Volume 51, Number 2

Rheumatic Manifestations of Gastrointestinal Diseases

Ibrahim S. Alghafeer, MD
Fellow, Division of Rheumatology 
University of Medicine and Dentistry of New Jersey 
New Brunswick, NJ 

Leonard H. Sigal, MD 
Professor and Chief, Division of Rheumatology 
University of Medicine and Dentistry of New Jersey 
New Brunswick, NJ

Gastrointestinal Pathophysiology
The gut has multiple mechanisms to regulate the efficient absorption of nutrients while excluding bacterial and dietary antigens. Impairment of the gastrointestinal barrier function can be observed in several diseases including inflammatory bowel disease (IBD) and other spondyloarthropathies, and this defect may play a role in the pathogenesis of arthropathies.

Illeocolonoscopy and multiple biopsies were carried out in 96 patients with seronegative spondyloarthropathy, 17 patients with osteoarthritis taking nonsteroidal anti-inflammatory drugs (NSAIDs), and 19 patients with chronic abdominal discomfort. Inflammatory gut lesions were detected in two thirds of the patients with spondyloarthropathy, 12.5% of patients with osteoarthritis, and 16% of patients with abdominal discomfort. More recently, an Italian study confirmed microscopical mucosal inflammation on biopsy in 15 people with psoriatic arthritis but without bowel symptoms, 6 of whom had normal appearing mucosa by colonoscopy (2).

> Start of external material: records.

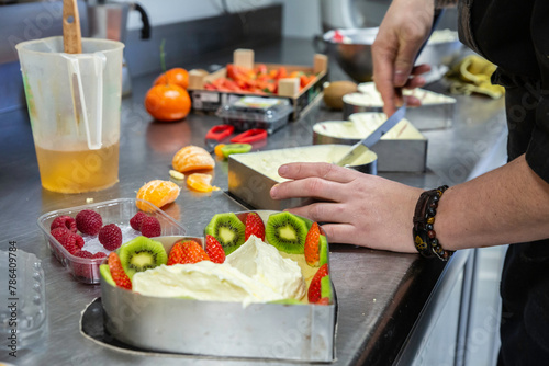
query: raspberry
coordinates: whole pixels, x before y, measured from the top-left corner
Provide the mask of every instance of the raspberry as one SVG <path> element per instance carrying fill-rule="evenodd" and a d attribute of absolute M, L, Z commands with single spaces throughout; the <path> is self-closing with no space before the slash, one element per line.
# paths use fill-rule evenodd
<path fill-rule="evenodd" d="M 122 245 L 122 230 L 116 224 L 109 224 L 99 230 L 99 242 L 104 249 L 113 251 Z"/>
<path fill-rule="evenodd" d="M 63 237 L 65 237 L 67 233 L 70 233 L 70 232 L 72 232 L 72 231 L 70 231 L 69 229 L 67 229 L 66 227 L 63 227 L 63 226 L 55 228 L 55 229 L 52 229 L 52 231 L 49 231 L 52 237 L 57 239 L 57 241 L 60 241 L 60 239 Z"/>
<path fill-rule="evenodd" d="M 141 222 L 141 233 L 147 238 L 159 237 L 163 230 L 158 219 L 150 216 L 145 217 Z"/>
<path fill-rule="evenodd" d="M 97 252 L 91 258 L 107 258 L 107 254 L 103 252 Z"/>
<path fill-rule="evenodd" d="M 142 211 L 138 211 L 137 214 L 134 215 L 134 217 L 132 217 L 130 219 L 130 226 L 134 229 L 134 230 L 137 230 L 139 231 L 141 229 L 141 222 L 143 221 L 143 219 L 147 217 L 147 215 L 145 213 L 142 213 Z"/>
<path fill-rule="evenodd" d="M 81 236 L 79 236 L 78 233 L 74 233 L 74 232 L 71 232 L 70 235 L 75 237 L 76 245 L 78 247 L 78 249 L 82 249 L 82 247 L 85 244 L 83 238 Z"/>
<path fill-rule="evenodd" d="M 83 209 L 76 215 L 76 227 L 82 233 L 94 236 L 103 226 L 101 215 L 91 209 Z"/>
<path fill-rule="evenodd" d="M 80 247 L 78 247 L 78 238 L 82 238 L 79 235 L 76 235 L 74 232 L 69 232 L 61 238 L 59 238 L 59 243 L 68 250 L 70 254 L 76 254 L 78 251 L 80 251 Z M 82 239 L 83 241 L 83 239 Z"/>
<path fill-rule="evenodd" d="M 87 250 L 81 250 L 81 251 L 77 252 L 75 255 L 80 256 L 80 258 L 93 258 L 93 254 L 91 254 Z"/>
<path fill-rule="evenodd" d="M 52 225 L 49 226 L 49 230 L 53 230 L 55 228 L 66 228 L 67 230 L 70 230 L 72 232 L 76 232 L 76 220 L 70 217 L 70 216 L 58 216 L 56 217 L 53 221 Z"/>

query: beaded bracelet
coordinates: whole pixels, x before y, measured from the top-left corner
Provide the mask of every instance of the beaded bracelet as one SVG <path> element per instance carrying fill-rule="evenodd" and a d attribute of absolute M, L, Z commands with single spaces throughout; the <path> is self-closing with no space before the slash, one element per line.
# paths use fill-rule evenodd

Altered gut permeability may also play a role in the pathogenesis of arthropathies. Permeability may be measured by oral feeding of different tracers (eg, 51Cr-labeled EDTA, lactoglobulin, lactalbumin, polyethylene glycol particles, lactulose, or mannitol) followed by urine analysis of excretion. Increased intestinal permeability was found in all subtypes of juvenile chronic arthritis with correlation between abnormalities in lactulose/mannitol test and the histopathological features of the gut mucosa (3). Another study showed an increase in the 24-hour urine excretion of 51Cr-EDTA in 34 patients with Behcet’s syndrome and 10 patients with ankylosing spondylitis (AS), when compared with 15 healthy controls (4).

Because the results obtained from such studies are entirely dependent on normal gastric emptying, normal renal function, and an accurate urine collection, they should be interpreted carefully. Also, the results may be altered by possible effect of the NSAIDs on prostaglandin synthesis and gut permeability.

Most recently, Salmi et al concluded that different leukocyte populations derived from inflamed gut of patients with IBD bind avidly to synovial vessels using a distinct repertoire of adhesion molecules, suggesting that their recirculation may contribute to the development of reactive arthritis in inflammatory bowel diseases (5). This study is the first experimental support of the homing of lymphocytes from the gut mucosa to joint tissue in enteropathic arthritis.